[Numpy-discussion] Array and string interoperability

Chris Barker chris.barker at noaa.gov
Mon Jun 5 13:40:33 EDT 2017

Just a few notes:

However, the fact that this works for bytestrings on Python 3 is, in my
> humble opinion, ridiculous:
> >>> np.array(b'100', 'u1') # b'100' IS NOT TEXT
> array(100, dtype=uint8)

Yes, that is a mis-feature -- I think due to bytes and string being the
same object in py2 -- so on py3, numpy continues to treat a bytes objects
as also a 1-byte-per-char string, depending on context. And users want to
be able to write numpy code that will run the same on py2 and py3, so we
kinda need this kind of thing.

Makes me think that an optional "pure-py-3" mode for numpy might be a good
idea. If that flag is set, your code will only run on py3 (or at least
might run differently).

> > Further thoughts:
> > If trying to create "u1" array from a Pyhton 3 string, question is,
> > whether it should throw an error, I think yes,

well, you can pass numbers > 255 into a u1 already:

In [*96*]: np.array(456, dtype='u1')

Out[*96*]: array(200, dtype=uint8)
and it does the wrap-around overflow thing... so why not?

> and in this case
> > "u4" type should be explicitly specified by initialisation, I suppose.
> > And e.g. translation from unicode to extended ascii (Latin1) or whatever
> > should be done on Python side  or with explicit translation.


If you ask me, passing a unicode string to fromstring with sep='' (i.e.
> to parse binary data) should ALWAYS raise an error: the semantics only
> make sense for strings of bytes.

exactly -- we really should have a "frombytes()" alias for fromstring() and
it should only work for atual bytes objects (strings on py2, naturally).

and overloading fromstring() to mean both "binary dump of data" and "parse
the text" due to whether the sep argument is set was always a bad idea :-(

.. and fromstring(s, sep=a_sep_char)

has been semi broken (or at least not robust) forever anyway.

Currently, there appears to be some UTF-8 conversion going on, which
> creates potentially unexpected results:
> >>> s = 'αβγδ'
> >>> a = np.fromstring(s, 'u1')
> >>> a
> array([206, 177, 206, 178, 206, 179, 206, 180], dtype=uint8)
> >>> assert len(a) * a.dtype.itemsize  == len(s)
> Traceback (most recent call last):
>   File "<stdin>", line 1, in <module>
> AssertionError
> >>>
> This is, apparently (https://github.com/numpy/numpy/issues/2152), due to
> how the internals of Python deal with unicode strings in C code, and not
> due to anything numpy is doing.

exactly -- py3 strings are pretty nifty implementation of unicode text --
they have nothing to do with storing binary data, and should not be used
that way. There is essentially no reason you would ever want to pass the
actual binary representation to any other code.

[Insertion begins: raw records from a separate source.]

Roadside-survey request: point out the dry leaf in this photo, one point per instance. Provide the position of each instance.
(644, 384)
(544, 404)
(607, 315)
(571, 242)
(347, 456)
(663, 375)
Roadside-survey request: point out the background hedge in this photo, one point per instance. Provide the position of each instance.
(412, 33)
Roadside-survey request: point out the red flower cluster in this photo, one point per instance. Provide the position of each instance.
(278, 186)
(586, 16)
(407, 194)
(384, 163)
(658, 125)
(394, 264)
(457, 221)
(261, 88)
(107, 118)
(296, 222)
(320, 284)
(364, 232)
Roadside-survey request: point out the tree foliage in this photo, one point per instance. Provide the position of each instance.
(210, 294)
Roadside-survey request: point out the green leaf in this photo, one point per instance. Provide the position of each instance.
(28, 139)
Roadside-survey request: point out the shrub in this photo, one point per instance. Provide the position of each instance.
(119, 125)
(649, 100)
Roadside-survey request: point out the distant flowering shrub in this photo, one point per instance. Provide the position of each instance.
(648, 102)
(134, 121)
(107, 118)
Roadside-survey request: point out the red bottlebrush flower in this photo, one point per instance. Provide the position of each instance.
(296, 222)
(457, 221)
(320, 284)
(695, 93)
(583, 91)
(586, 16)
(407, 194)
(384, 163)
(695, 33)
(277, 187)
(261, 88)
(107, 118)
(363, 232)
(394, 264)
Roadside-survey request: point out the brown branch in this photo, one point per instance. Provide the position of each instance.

fromstring should be re-named frombytes, and it should raise an exception
if you pass something other than a bytes object (or maybe a memoryview or
other binary container?)

we might want to keep fromstring() for parsing strings, but only if it were

IMHO calling fromstring(..., sep='') with a unicode string should be
> deprecated and perhaps eventually forbidden. (Or fixed, but that would
> break backwards compatibility)


> Python3 assumes 4-byte strings but in reality most of the time
> > we deal with 1-byte strings, so there is huge waste of resources
> > when dealing with 4-bytes. For many serious projects it is just not
> needed.
> That's quite enough anglo-centrism, thank you. For when you need byte
> strings, Python 3 has a type for that. For when your strings contain
> text, bytes with no information on encoding are not enough.

There was a big thread about this recently -- it seems to have not quite
come to a conclusion. But anglo-centrism aside, there is substantial demand
for a "smaller" way to store mostly-ascii text.

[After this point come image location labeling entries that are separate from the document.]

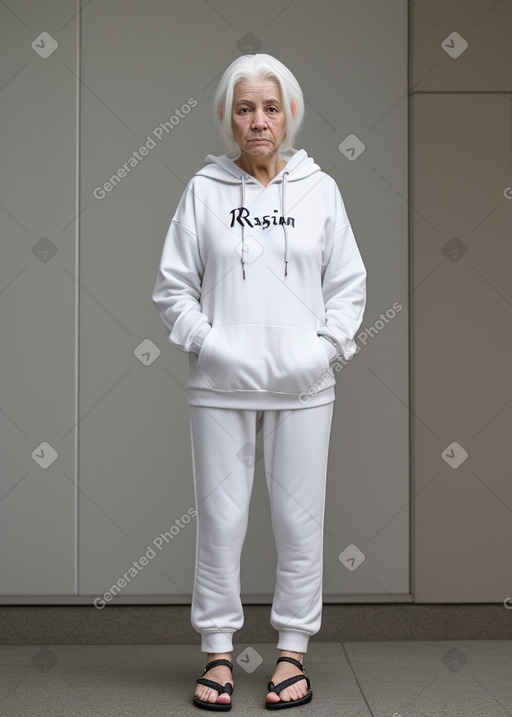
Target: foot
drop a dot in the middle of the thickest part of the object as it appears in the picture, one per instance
(220, 673)
(282, 672)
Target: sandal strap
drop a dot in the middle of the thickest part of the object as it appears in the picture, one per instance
(293, 661)
(221, 661)
(228, 687)
(286, 683)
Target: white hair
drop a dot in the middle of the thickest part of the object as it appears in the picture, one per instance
(257, 67)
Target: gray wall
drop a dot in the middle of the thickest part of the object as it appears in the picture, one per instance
(86, 364)
(461, 303)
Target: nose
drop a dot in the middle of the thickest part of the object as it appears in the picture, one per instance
(259, 120)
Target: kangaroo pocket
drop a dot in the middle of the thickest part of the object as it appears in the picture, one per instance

I _think_ the conversation was steering toward an encoding-specified string
dtype, so us anglo-centric folks could use latin-1 or utf-8.

But someone would need to write the code.

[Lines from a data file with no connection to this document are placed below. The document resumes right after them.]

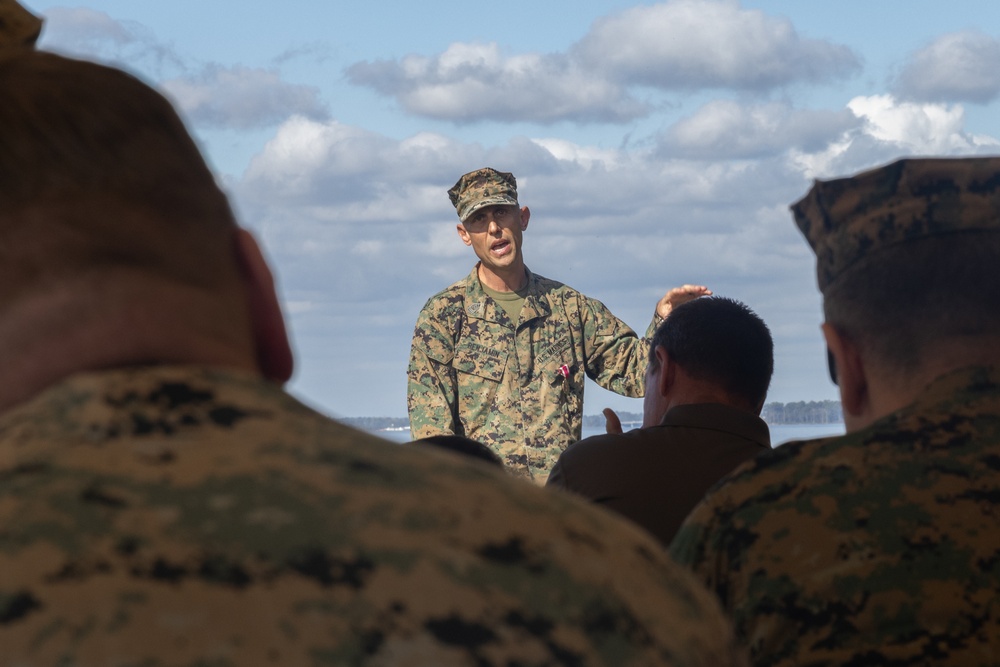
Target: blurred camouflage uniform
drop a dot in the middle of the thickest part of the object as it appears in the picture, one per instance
(185, 516)
(880, 547)
(515, 386)
(517, 389)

> There can be some convenience methods for ascii operations,
> > like eg char.toupper(), but currently they don't seem to work with
> integer
> > arrays so why not make those potentially useful methots usable
> > and make them work on normal integer arrays?
> I don't know what you're doing, but I don't think numpy is normally the
> right tool for text manipulation...

I agree here. But if one were to add such a thing (vectorized string
operations) -- I'd think the thing to do would be to wrap (or port) the
python string methods. But it shoudl only work for actual string dtypes, of

note that another part of the discussion previously suggested that we have
a dtype that wraps a native python string object -- then you'd get all for
free. This is essentially an object array with strings in it, which you can
do now.



Christopher Barker, Ph.D.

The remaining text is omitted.